A ring of mushrooms that makes up a fairy ring marks off a space that is inherently different than the space around it. The fact that it is enclosed makes that space special and lends it an air of mystery. Why is that space separated out from the rest of the field? Whatever it is, it’s invisible from outside the ring. It must be very special indeed – so special it’s magical.
There are discrepancies among stories as to what form the magic center takes: some say it’s buried treasure, some say it’s private fairy dances. George Cruikshank, a popular Victorian artist, conveys his interpretation that the fairy ring contains a frenzied ritual centering around fairy royalty, raised upon a toadstool, in his painting A Fantasy: The Fairy Ring (above). The most impressive answer, though, comes from British lore dating back to the Middle Ages according to which a fairy ring is nothing less than a gateway out of this world to the realm of the fairies.
In a legend from Wales dating back to at least the early 1800s, a human wanderer comes across a fairy ring and crosses the gateway to find an enchanted palace. Wirt Sikes recorded this story about the Lad from Pembrokeshire in his collection of research, British Goblins:
A shepherd’s lad … saw the Tylwyth Teg [Welsh for “Fair Folk”]… dancing in a ring. He set out for the scene of revelry, and soon drew near the ring where, in a gay company of males and females, they were footing it to the music of the harp. Never had he seen such handsome people, nor any so enchantingly cheerful. They beckoned him with laughing faces to join them … Moved with the transports this seductive harmony produced in him, he stepped fully into the ring. He was no sooner in than he found himself in a palace glittering with gold and pearls. Every form of beauty surrounded him, and every variety of pleasure was offered him. He was made free to range whither he would, and his every movement was waited on by young women of the most matchless loveliness.
In this tale, the fairy ring led the curious lad directly to the fairy palace, like a portal. In similar stories, the fairies invite the wanderer to their kingdom after dancing with him in the ring; in others, the fairy ring signals the presence of an underground fairy city, perhaps filled with golden light and stalactites like the image above. Such is the case in the folklore surrounding Tiveragh Hill. People living in the nearby town of Cushendall, Ireland, still claim to see fairy feasts and dances upon the broad hill that looms above.
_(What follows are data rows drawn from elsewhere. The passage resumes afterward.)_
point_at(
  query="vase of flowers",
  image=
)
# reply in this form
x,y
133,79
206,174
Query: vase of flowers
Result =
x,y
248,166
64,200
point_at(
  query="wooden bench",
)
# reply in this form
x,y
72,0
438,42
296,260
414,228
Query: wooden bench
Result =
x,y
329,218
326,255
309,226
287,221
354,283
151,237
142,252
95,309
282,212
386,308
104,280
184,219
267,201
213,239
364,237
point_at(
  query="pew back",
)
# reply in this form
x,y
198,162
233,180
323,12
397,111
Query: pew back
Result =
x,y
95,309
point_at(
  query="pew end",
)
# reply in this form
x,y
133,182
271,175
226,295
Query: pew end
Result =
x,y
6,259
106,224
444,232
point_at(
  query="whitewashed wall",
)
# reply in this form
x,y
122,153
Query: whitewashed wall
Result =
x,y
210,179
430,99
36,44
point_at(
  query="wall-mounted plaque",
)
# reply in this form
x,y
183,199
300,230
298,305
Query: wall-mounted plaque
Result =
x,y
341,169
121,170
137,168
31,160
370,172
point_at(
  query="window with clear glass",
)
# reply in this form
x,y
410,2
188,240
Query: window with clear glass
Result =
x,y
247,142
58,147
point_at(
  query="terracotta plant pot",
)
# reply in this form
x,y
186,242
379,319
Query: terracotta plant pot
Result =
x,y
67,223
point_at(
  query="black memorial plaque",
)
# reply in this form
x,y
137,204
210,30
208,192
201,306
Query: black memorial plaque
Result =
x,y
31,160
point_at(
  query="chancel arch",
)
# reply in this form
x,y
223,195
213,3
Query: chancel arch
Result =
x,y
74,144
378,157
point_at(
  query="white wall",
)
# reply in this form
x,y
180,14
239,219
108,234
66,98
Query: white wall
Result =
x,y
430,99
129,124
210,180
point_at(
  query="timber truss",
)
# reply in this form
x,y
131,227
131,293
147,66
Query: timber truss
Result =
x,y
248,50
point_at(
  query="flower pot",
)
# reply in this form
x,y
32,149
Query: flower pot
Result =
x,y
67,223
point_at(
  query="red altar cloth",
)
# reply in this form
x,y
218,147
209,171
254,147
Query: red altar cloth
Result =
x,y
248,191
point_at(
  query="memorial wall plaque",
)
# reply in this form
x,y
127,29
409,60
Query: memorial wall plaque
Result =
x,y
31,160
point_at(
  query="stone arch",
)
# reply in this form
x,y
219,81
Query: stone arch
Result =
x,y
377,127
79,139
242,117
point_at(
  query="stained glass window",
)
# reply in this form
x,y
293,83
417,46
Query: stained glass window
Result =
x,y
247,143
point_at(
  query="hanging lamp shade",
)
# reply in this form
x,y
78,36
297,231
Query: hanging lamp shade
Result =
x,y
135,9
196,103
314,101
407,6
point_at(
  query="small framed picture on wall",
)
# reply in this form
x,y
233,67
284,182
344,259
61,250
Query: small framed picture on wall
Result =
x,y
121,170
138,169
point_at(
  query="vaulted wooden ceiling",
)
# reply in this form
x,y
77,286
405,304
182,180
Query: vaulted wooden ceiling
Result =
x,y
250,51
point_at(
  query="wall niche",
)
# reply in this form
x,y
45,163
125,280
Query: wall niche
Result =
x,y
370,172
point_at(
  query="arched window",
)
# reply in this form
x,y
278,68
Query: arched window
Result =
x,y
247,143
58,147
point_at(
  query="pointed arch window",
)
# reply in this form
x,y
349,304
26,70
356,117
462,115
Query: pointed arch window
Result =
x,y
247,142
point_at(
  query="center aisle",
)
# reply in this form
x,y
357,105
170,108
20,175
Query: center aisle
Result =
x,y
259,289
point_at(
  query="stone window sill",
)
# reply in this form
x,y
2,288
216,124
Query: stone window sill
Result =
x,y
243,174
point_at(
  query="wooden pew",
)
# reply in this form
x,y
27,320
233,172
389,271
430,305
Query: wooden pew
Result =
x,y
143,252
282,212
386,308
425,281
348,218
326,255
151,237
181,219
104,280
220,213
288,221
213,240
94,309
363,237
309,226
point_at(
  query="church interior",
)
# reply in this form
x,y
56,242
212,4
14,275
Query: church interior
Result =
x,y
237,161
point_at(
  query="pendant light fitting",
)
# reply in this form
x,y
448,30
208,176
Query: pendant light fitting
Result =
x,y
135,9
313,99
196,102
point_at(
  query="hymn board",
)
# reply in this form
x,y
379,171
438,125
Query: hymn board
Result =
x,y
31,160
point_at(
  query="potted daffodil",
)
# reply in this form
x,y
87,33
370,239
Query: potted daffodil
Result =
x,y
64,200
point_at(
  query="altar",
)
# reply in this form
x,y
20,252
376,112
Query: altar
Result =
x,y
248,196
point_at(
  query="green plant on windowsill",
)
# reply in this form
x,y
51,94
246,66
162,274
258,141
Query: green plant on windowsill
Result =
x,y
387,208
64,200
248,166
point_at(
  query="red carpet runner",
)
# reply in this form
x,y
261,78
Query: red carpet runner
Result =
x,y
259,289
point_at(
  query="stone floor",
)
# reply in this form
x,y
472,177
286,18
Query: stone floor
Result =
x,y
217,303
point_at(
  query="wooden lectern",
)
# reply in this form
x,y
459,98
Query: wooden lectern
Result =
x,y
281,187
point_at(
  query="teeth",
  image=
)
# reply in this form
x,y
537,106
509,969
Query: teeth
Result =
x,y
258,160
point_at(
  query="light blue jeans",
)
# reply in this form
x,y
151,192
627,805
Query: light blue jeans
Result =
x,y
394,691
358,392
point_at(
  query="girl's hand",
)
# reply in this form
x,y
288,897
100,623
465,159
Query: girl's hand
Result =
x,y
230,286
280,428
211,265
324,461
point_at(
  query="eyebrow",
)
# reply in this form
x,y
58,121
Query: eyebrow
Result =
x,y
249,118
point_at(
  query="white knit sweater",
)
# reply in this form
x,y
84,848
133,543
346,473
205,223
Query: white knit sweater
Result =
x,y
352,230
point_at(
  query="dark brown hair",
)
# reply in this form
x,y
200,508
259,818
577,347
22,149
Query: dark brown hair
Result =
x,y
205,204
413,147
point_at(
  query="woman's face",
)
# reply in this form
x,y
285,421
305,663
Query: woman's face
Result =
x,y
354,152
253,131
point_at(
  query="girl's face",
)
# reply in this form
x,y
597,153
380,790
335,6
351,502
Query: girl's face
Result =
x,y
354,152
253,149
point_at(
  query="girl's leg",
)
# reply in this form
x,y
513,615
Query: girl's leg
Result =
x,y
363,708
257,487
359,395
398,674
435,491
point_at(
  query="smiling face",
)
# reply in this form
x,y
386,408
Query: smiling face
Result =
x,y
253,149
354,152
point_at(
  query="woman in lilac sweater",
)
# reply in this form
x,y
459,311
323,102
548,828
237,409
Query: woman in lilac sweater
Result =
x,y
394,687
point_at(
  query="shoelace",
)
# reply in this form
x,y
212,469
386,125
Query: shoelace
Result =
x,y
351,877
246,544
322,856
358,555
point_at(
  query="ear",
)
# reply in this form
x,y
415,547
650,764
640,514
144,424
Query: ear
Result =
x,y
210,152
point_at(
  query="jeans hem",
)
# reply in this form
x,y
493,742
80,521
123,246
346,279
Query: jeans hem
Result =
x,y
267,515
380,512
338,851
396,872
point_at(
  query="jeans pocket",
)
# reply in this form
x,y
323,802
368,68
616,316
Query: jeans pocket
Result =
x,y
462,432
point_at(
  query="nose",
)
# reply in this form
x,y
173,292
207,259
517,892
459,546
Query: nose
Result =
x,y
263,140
The celebrations are especially noticeable on May Day and Halloween, when the barriers between our world and the world of fairies are believed to weaken. The legend goes that if any soul be lured to climb the hill by enticing music, he will be taken under the hill to dwell in fairy society forever.
The accounts of the kingdom of fairies since the Middle Ages are strikingly similar. They tell of a beautiful land, with lovely meadows filled with flowers surrounding the splendid castle of the fairies; the graceful inhabitants are adorned with fancy fabrics and jewels and precious medals of every sort; and the air is filled with the most melodious music. One particularly lovely description comes from Orfeo of Heurodis, an anonymous Middle English narrative poem from the 1300’s that inspired the manuscript-style illustration by Errol le Cain at right. Orfeo enters the land of fairy, and he sees:
a fair countray
As bright soonne summers day,
Smooth and plain and alle grene,
Hill ne dale nas none y-seen.
Amiddle the lond a castel he seigh,
Rich and real and wonder high.
Alle the utmoste wall
Was clear and shine of crystal.
An hundred towers there were about
… The worst pillar to behold
Was all of burnished gold.
All that lond was ever light”
(from Keightley The Fairy Mythology, 85-86).
Orfeo’s land of fairies is both lovely and impressive. Perhaps it is for this that the land of fairies has inspired painters and authors: the fairy ring is a gateway to the enchanted kingdom for some, but for the rest of us mortals, it is a gateway to the imagination.